Hoffnung auf eine Zukunft in Europa, Hoffnung auf ein besseres Leben, die haben hier alle. Auch Murtasa aus Afghanistan. Vor einer Woche kam der 28-Jährige mit seiner Frau auf Lesbos an - trotz des Flüchtlingspakts zwischen der EU und der Türkei, der vorsieht, dass künftig alle Neuankömmlinge zurück in die Türkei geschickt werden können. „Ich hoffe, der Papst hilft den Menschen. Ich hoffe, er hilft uns, dass wir hier in Europa bleiben können“, sagt der junge Mann.

Als der Papst inmitten der Menschenmenge durch das Lager geht, erlebt er solche Momente immer wieder. Ein Mann bittet ihn laut weinend auf Knien, ihn zu segnen. Eine Frau fleht ihn an, er solle sie mitnehmen. Andere sagen ihm, sie steckten in Griechenland fest, während ihre Familien in Deutschland seien. Immer wieder schenken Kinder dem Pontifex Zeichnungen aus ihrem Leben. Unzählige Hände werden geschüttelt - die Frauen unter den Flüchtlingen begrüßt das Kirchenoberhaupt aus Rücksicht auf kulturelle Gepflogenheiten in der islamischen Welt lediglich mit einem freundlichen Kopfnicken.

Etwa 3.000 Menschen leben im „Hotspot“ von Lesbos. Hilfsorganisationen vergleichen das Lager mit einem Gefängnis. Vom Flüchtlingspakt haben viele hier noch nichts gehört - auch Tsala aus Syrien nicht. Die 31-Jährige will nach Schweden, wo ihre Söhne leben, berichtet sie. Ihr Mann wurde von der Terrormiliz Islamischer Staat (IS) getötet. „Ich gehe nicht zurück in die Türkei, eher sterbe ich“, sagt sie.

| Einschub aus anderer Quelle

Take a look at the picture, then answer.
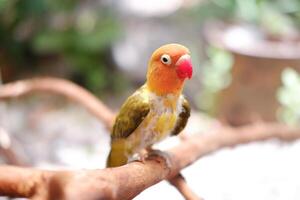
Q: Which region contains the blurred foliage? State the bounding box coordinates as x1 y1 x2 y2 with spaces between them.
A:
189 0 300 116
191 0 300 35
198 46 233 114
0 0 123 91
277 68 300 124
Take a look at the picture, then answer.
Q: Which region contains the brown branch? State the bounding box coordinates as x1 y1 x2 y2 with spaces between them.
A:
169 174 202 200
0 78 114 128
0 127 27 166
0 124 300 200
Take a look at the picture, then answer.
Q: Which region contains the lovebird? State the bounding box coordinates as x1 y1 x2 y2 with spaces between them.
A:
107 44 193 167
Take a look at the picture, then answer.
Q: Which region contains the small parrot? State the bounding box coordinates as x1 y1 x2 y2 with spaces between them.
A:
107 44 193 167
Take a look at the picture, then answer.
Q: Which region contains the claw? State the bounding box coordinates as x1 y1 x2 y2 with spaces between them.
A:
147 149 172 169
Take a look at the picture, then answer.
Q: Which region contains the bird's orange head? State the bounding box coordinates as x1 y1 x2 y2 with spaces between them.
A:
147 44 193 95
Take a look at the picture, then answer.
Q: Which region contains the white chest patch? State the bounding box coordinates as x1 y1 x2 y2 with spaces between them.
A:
132 93 183 151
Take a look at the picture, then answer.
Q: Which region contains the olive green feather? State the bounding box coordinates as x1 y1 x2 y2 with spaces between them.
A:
171 98 191 135
111 87 150 139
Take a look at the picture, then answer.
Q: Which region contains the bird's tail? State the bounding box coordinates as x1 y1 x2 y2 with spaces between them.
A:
106 140 128 167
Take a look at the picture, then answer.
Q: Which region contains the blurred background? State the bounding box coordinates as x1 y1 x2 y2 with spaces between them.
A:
0 0 300 200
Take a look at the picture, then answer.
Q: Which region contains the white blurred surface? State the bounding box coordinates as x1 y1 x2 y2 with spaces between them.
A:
135 141 300 200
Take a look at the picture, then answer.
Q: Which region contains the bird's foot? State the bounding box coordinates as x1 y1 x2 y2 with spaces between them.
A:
147 148 172 169
128 149 148 163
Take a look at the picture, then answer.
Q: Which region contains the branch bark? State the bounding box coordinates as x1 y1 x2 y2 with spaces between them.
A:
0 123 300 200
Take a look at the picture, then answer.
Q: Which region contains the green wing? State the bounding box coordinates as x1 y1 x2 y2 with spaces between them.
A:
111 87 150 139
171 97 191 135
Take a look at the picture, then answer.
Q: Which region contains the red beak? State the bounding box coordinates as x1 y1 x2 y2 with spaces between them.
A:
176 54 193 79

Papst Franziskus, der griechisch-orthodoxe Erzbischof Hieronymus II. und der griechisch-orthodoxe Patriarch Bartholomaios I. nutzen den gemeinsamen Besuch des Lagers nicht nur für den Kontakt mit verzweifelten Menschen wie Tsala, sondern auch für eine Nachricht an die Weltöffentlichkeit. „Wir sind hergekommen, um die Aufmerksamkeit der Welt auf diese schwere humanitäre Krise zu richten“, sagt der Papst den Bewohnern des Lagers. „Wir hoffen, dass die Welt die Bilder dieser tragischen und verzweifelten Not sieht und auf eine Weise reagiert, die unserer gemeinsamen Menschlichkeit angemessen ist.“

Papst Franziskus will den Flüchtlingen und Migranten Mut machen. Der Argentinier nimmt sich bei seinem emotionalen Besuch viel Zeit, widmet sich den Menschen, hört sich ihre Geschichten an, segnet Kinder. „Verliert nicht die Hoffnung!“ ruft er ihnen anschließend zu. „Ich will euch sagen, dass ihr nicht allein seid.“

Für zwölf syrische Flüchtlinge, die auf Lesbos gestrandet sind, wird der Wunsch nach Rettung wahr: Überraschend nimmt der Pontifex auf der Rückreise drei Flüchtlingsfamilien mit, sechs Erwachsene und sechs Kinder. Sie würden vorerst im Vatikan bleiben, teilte dessen Sprecher Federico Lombardi mit. Die Menschen seien in ihrer Heimat ausgebombt worden und stammten zum Teil aus Gebieten, die von der Terrororganisation IS besetzt seien.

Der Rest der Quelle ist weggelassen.